The last thing TV needs is another show about doctors, cops, or lawyers. And the last format we need is the new hybrid of procedural drama linked with season-long intrigue popularized on shows like Burn Notice and destroyed by shows like Alcatraz. One of the many problems with Scandal, the new ABC drama from Grey's Anatomy perpetrator Shonda Rhimes, is that it is both of these.
Oh, no wait. It's not about lawyers. Well, they are lawyers but they think of themselves as "gladiators in suits." These are the guys fighting the good fight, as they will tell you with assured and annoying frequency. What does that mean? Environmental lawyers? Pro bono crusaders for the 99%? Monopoly busters trying to rid the airwaves of Ryan Seacrest's dominance? No, they're just trying to help rich people fix their problems.
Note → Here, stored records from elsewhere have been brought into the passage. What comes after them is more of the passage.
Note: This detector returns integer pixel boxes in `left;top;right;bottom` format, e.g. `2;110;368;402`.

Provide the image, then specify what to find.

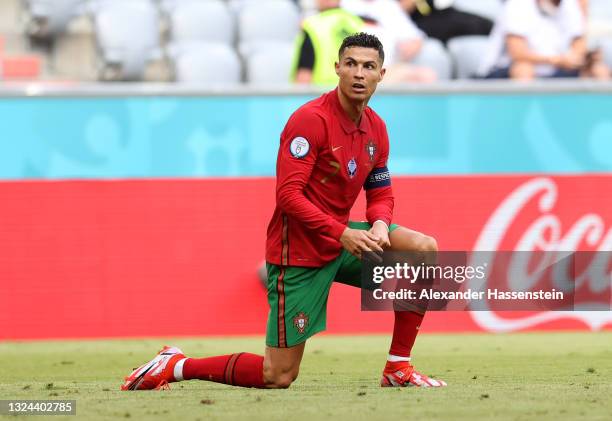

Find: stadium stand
170;42;242;83
454;0;503;21
0;0;612;85
165;0;236;46
246;42;294;85
448;35;489;79
94;0;160;81
238;0;300;56
412;38;453;80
Well, whatever helps you sleep at night.
The show centers on Olivia Pope (the normally wonderful Kerry Washington), a former White House operative who left working for the president so that she could become a professional "fixer," helping rich people navigate their way through the scandal of the title. She's joined by a bunch of other lawyers and investigators who are more functionaries than actual people, shepherding the story toward its conclusion rather than doing anything pesky like having an actual personality.
The same goes for two-dimensional Olivia, who spends the first half of the show depicted as some sort of force of nature, the baddest bitch in the room who is even more powerful and tougher than the president. Then she spends the second half as a weepy sad sack because she was sleeping with the president (spoiler alert!) even though he's married. That's why she left the White House, and it seems like her affair with the president is going to be an ongoing storyline. Yes, this is a show about the president's mistress. Groan.
As if that wasn't preposterous enough, Olivia has this really annoying habit about "trusting her gut" and "no lying" and looking at her clients in the eye and having to know they're telling the truth before helping them. It's a cool concept, but Olivia said "my gut" so often that it become like some ironic drinking game every time it happened.
Aside from sleeping with the president, Olivia helps clients in a case of the week style. Last night's case was easily forgettable as the rest of the characters. It's about a closeted Republican military hero who might have killed his girlfriend, even though you know he didn't. The whole thing will have you shutting your eyes trying to catch a nap, when you're not rolling them, that is. But then, at the end, after they exonerated their client, the crew is like, "Our job here is done. The police can figure out who really killed her." What? Your job is done? No, it's not. If you want us to get invested in these crimes, you have to tell us how they end. We need closure! And what sort of "gladiator in a suit" gets their client off but shirks the responsibility of finding the killer? Sounds like a lazy one to me.
Shonda Rhimes says that the show is going to turn into a "twisty mystery," but I don't think anyone's gonna want to stick around to follow any of the clues.